3.7 De onderdelen 2 en 3 keren zich tegen het oordeel dat [eiser] niet is geslaagd in het door het Hof van hem gevergde bewijs. Deze onderdelen behoeven, nu onderdeel 1. 3 blijkens het hiervoor in 3.5 overwogene slaagt, geen behandeling.
3.8 Onderdeel 4 klaagt terecht dat het Hof de vordering van [eiser] niet had mogen afwijzen zonder te beslissen op diens door de Rechtbank verworpen stelling dat ISB namens het Bureau de aansprakelijkheid van [betrokkene A], en derhalve van het Bureau heeft erkend. Uit de gedingstukken blijkt niet dat [eiser] deze stelling in hoger beroep heeft prijsgegeven.

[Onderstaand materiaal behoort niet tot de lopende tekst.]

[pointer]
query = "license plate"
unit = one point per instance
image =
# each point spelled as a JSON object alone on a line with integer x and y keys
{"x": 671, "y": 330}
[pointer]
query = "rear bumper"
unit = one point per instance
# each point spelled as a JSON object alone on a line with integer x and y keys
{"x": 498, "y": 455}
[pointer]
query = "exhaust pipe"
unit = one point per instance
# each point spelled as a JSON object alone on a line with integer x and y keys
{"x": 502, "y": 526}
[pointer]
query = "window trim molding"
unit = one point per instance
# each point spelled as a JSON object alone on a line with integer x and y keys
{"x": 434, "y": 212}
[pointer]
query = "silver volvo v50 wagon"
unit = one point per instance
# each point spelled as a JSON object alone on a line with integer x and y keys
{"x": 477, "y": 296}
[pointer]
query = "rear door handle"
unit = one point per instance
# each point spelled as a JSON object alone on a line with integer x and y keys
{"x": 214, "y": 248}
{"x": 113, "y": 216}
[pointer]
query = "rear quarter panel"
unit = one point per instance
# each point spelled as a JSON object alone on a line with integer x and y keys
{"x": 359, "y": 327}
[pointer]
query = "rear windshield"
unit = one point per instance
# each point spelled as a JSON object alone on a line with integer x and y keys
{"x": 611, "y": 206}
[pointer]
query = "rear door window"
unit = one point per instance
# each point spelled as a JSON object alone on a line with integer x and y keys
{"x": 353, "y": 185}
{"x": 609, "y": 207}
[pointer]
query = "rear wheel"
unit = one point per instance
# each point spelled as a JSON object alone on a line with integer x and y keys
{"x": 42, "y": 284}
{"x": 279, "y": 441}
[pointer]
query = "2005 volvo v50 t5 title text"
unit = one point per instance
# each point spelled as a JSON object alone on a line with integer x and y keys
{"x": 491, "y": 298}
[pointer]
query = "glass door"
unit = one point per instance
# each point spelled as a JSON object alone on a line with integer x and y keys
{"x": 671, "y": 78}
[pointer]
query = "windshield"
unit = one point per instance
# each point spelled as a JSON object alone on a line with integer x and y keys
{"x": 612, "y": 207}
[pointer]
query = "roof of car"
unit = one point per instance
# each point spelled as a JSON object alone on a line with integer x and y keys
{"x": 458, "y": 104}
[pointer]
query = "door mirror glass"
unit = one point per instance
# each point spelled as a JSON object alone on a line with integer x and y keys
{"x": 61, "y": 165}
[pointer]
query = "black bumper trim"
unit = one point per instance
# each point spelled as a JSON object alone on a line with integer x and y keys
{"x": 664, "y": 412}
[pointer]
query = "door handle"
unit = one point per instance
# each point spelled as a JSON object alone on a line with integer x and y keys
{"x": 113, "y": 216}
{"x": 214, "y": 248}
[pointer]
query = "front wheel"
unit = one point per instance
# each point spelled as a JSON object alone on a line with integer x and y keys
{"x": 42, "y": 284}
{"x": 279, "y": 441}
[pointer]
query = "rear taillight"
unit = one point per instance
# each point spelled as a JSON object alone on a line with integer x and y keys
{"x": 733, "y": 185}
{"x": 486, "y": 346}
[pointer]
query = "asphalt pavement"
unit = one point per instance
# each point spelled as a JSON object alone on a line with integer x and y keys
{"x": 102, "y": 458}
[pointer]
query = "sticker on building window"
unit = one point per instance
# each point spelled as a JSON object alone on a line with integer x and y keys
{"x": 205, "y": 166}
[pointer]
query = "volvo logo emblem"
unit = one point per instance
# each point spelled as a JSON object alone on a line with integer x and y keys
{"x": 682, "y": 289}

Nu het hoger beroep de toewijsbaarheid van de vordering van [eiser] opnieuw aan de orde stelde had het Hof derhalve opnieuw moeten onderzoeken of van de gestelde erkenning sprake was.
4. Beslissing
De Hoge Raad:
vernietigt de arresten van het Gerechtshof te 's-Gravenhage van 21 april 1998 en 22 juni 1999;
verwijst het geding ter verdere behandeling en beslissing naar het Gerechtshof te Amsterdam;
veroordeelt het Bureau in de kosten van het geding in cassatie, tot op deze uitspraak aan de zijde van [eiser] begroot op ƒ 740,49 aan verschotten en ƒ 3.500,-- voor salaris.
Dit arrest is gewezen door de vice-president F.H.J. Mijnssen als voorzitter en de raadsheren G.G. van Erp Taalman Kip-Nieuwenkamp, A.E.M. van der Putt-Lauwers, J.B. Fleers en P.C. Kop, en in het openbaar uitgesproken door de raadsheer A. Hammerstein op 5 oktober 2001.